2. By a stateless organization
3. Intended to instill fear in the local population.
4. So that population might pressure their respective government or military to behave in a manner which benefits the political, social, or cultural aims of the terrorists.
We don't have that here. We have, at best, 1 and maybe 3, maybe. 2 and 4 are certainly not present. A clueless idiot with a knife and a car, not a terror cell.
What's the difference? Not all senseless murder is terrorism, but some or all terrorism I think qualifies as senseless murder. It doesn't seem to work.
Not senseless. Directed and sometimes successful. The Mujaheddin in Afghanistan managed to evict the Soviet Union. The attacks on 9/11 goaded the USA into two separate invasions and destabilized an absolutely enormous area of the Middle East. Or the campaign the
KLA waged against the Milošević government in the former Yugoslavia.
Terrorism has never been more successful than it is in the modern era. Thanks to non-stop media coverage and the fact politicians immediately reach for the microphone if they think they can get a bit of good publicity, even relatively minor events like this become major international news with multiple world leaders making statements and pundits brought in for comment.
This guy killed more people by falling asleep.
http://www.bbc.co.uk/news/uk-scotland-glasgow-west-34677791
Why is nobody terrified of rubbish trucks now? Why is nobody discussing the threat of rubbish truck Jihadis and where it will happen next? Why is no nutcase pundit on youtube ranting that rubbish be banned and rubbish truck drivers sent back to where they came from?

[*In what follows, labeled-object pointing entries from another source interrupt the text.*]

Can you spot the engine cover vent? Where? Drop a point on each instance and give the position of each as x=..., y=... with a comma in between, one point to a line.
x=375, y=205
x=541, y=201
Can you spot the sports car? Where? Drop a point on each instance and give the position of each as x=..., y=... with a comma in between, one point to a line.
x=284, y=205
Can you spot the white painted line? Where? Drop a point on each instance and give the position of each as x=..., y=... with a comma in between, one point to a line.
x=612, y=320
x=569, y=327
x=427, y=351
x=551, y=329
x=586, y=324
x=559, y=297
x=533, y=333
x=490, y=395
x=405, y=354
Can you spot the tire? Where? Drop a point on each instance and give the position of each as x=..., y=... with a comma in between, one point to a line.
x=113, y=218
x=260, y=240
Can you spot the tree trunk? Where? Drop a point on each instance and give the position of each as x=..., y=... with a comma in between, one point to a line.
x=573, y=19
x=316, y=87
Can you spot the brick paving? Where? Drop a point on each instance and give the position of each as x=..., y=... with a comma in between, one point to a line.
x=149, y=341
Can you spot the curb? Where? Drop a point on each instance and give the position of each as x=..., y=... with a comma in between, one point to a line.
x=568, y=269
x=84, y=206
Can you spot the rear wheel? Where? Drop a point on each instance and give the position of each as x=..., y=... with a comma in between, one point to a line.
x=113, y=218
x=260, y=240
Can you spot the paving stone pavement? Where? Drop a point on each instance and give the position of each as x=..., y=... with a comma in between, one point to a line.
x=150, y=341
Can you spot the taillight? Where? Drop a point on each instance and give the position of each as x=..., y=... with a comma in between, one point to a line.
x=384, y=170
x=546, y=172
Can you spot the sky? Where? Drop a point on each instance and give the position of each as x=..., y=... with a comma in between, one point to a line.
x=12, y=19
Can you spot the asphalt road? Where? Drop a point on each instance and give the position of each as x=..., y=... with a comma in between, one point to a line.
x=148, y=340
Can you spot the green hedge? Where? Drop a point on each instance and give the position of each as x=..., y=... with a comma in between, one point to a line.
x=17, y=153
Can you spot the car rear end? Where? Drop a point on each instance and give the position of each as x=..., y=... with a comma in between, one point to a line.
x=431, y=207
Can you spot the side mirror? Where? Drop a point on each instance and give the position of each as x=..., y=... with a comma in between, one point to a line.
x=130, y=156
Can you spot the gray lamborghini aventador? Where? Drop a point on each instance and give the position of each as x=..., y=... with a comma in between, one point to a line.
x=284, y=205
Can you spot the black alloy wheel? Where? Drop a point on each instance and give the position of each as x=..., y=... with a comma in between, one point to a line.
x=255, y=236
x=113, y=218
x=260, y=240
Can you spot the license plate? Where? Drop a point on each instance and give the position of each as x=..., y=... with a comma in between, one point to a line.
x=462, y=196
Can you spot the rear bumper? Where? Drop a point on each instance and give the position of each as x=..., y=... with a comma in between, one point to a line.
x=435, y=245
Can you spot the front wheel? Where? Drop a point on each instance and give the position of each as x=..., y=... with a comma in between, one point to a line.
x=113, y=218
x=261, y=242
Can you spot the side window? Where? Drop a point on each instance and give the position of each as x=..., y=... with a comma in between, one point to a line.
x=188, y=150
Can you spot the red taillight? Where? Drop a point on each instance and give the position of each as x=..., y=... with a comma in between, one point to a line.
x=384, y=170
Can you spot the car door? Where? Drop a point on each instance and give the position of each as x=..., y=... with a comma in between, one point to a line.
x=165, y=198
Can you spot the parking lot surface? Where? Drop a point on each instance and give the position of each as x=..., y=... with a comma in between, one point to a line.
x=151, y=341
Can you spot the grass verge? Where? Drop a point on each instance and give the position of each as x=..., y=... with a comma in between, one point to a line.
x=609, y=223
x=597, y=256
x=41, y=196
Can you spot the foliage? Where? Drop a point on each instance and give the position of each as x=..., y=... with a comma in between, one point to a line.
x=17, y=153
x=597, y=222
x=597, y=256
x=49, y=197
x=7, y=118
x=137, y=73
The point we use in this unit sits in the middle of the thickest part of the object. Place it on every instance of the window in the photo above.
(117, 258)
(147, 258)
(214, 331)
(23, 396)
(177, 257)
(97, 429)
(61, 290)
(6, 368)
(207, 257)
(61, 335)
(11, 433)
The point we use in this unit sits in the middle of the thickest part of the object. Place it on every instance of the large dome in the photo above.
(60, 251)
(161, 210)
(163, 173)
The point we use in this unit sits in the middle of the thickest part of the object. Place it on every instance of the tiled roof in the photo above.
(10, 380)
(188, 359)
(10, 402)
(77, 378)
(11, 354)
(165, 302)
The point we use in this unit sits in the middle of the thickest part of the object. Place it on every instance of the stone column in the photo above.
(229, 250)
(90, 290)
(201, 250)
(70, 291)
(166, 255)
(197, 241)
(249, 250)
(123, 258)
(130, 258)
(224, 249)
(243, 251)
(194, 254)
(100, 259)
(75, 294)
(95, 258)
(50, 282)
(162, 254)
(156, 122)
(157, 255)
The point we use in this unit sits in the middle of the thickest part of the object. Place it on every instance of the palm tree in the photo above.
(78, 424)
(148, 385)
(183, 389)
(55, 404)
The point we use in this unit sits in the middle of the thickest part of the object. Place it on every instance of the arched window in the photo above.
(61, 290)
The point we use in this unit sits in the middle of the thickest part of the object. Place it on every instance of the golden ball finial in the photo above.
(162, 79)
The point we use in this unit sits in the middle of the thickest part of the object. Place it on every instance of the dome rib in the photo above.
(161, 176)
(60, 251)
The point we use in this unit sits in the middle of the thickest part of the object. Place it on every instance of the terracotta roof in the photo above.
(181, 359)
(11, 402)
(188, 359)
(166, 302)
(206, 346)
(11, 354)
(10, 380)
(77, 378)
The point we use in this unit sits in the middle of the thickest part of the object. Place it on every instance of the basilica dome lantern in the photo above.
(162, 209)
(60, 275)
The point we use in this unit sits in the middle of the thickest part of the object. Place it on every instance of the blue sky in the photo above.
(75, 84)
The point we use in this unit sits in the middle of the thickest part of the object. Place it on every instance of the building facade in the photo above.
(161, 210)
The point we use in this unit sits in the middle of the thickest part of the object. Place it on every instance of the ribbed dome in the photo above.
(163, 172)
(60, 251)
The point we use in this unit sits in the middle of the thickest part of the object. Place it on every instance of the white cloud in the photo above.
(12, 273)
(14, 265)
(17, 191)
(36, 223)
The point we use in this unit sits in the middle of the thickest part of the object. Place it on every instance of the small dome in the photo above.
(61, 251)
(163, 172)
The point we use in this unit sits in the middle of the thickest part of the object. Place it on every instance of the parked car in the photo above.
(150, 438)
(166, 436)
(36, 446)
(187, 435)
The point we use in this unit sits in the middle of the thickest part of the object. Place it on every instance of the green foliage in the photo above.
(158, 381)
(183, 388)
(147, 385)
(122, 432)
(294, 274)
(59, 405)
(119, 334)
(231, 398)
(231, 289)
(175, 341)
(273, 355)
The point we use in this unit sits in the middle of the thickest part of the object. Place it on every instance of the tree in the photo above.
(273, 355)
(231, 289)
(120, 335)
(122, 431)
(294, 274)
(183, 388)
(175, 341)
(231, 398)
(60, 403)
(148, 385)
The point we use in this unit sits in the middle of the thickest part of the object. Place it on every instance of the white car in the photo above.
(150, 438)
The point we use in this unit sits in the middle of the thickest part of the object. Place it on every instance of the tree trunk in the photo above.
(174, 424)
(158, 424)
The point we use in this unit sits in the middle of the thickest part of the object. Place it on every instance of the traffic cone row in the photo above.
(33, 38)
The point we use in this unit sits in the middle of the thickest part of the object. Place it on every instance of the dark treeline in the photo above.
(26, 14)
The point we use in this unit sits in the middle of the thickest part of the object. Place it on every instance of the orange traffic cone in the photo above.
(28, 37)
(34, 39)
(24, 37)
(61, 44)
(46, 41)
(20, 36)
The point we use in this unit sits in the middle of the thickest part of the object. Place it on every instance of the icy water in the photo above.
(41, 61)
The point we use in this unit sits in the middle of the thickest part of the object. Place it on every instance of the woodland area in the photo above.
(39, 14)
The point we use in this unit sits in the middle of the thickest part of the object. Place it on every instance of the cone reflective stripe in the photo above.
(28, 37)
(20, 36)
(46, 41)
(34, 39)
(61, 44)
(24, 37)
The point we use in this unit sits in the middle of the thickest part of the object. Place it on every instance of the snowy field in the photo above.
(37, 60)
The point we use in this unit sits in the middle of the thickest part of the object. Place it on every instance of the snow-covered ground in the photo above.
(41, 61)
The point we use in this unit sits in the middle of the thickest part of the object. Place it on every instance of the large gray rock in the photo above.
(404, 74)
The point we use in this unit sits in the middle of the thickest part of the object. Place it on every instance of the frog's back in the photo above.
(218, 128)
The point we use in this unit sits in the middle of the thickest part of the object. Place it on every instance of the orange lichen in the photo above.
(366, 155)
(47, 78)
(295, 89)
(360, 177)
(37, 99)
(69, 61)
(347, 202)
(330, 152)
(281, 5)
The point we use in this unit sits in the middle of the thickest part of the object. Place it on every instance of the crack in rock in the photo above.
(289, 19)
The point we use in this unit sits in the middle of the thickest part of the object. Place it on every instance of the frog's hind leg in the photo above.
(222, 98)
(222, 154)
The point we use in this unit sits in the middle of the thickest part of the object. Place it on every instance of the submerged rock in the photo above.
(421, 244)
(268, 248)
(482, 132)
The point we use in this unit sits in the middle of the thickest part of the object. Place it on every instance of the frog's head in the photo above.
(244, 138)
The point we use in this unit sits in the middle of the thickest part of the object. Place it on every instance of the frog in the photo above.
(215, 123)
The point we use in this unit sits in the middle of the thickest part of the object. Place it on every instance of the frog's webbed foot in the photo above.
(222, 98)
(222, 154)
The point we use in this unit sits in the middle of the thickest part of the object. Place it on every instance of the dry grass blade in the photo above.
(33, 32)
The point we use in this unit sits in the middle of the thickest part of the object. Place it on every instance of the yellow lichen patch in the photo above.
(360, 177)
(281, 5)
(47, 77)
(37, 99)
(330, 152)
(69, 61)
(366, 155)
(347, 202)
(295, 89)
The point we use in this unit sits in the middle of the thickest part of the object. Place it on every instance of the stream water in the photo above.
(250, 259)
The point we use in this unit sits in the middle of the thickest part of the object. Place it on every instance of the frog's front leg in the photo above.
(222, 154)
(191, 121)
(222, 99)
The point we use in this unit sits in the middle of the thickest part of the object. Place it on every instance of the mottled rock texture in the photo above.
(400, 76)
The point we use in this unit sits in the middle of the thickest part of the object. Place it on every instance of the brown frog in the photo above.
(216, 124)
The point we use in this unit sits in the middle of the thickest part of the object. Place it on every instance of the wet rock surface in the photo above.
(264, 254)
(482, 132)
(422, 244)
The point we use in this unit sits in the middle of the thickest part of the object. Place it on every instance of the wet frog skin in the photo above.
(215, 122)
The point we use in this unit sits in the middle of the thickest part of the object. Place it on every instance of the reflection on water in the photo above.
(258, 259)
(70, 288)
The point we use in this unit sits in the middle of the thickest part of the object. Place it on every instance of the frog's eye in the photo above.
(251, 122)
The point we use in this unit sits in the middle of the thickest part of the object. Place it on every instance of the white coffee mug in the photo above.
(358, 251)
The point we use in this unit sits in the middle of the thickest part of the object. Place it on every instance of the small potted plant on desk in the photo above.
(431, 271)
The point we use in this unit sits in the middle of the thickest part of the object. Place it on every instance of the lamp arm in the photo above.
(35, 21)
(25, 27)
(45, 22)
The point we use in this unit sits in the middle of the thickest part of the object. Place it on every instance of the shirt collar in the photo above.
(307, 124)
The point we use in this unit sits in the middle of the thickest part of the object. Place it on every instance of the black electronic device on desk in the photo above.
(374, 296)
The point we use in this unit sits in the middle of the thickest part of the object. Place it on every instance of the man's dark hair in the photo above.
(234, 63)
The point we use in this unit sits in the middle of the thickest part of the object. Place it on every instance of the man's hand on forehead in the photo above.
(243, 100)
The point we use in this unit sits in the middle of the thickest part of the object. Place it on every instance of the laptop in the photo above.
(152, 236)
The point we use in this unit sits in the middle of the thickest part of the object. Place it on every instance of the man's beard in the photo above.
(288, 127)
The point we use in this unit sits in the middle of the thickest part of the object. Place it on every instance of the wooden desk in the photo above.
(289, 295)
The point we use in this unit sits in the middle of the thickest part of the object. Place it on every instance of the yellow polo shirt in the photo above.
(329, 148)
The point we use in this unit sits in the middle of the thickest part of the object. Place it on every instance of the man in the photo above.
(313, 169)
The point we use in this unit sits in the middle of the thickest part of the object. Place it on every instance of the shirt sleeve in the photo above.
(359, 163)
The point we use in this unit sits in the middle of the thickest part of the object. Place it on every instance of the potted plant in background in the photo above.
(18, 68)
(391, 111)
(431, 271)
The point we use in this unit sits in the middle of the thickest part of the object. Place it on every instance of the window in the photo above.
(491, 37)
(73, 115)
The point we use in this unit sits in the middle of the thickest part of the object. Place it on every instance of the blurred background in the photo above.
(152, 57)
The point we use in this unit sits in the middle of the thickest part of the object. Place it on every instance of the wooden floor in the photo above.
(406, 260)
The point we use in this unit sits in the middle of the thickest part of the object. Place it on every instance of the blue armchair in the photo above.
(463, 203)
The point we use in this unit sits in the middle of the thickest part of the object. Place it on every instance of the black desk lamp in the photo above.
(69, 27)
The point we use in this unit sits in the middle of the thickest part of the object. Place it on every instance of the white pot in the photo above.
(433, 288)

Because the story wasn't "sexy" enough for outrage, non-stop news, clickbait, and politicians grabbing some airtime for their popularity or for their cause. If this attack were treated the same as the rubbish truck story we'd not even be thinking about terrorism right now.
The goal is political; the means chosen to achieve it is causing fear by killing random innocent people, but it seems better at strengthening the resolve of people and causing their governments to fight harder. See the wars after 9/11, and ISIS is shrinking last I heard.
ISIS aren't really a terrorist organization. They're not merely committing acts of brutal violence, but they're also providing health coverage, traffic control, jobs and training, running schools, teaching people how to manufacture bombs out of household items, and running an absolutely horrific campaign of suppression that is as equally bad as anything the world has ever seen.
Because of that I'd say they're more of an insurgency or rogue state at this point. I'd say their "statehood", as tenuous as it is, disqualifies them from terrorism. If they really did do anything like this it'd be more of an act of war.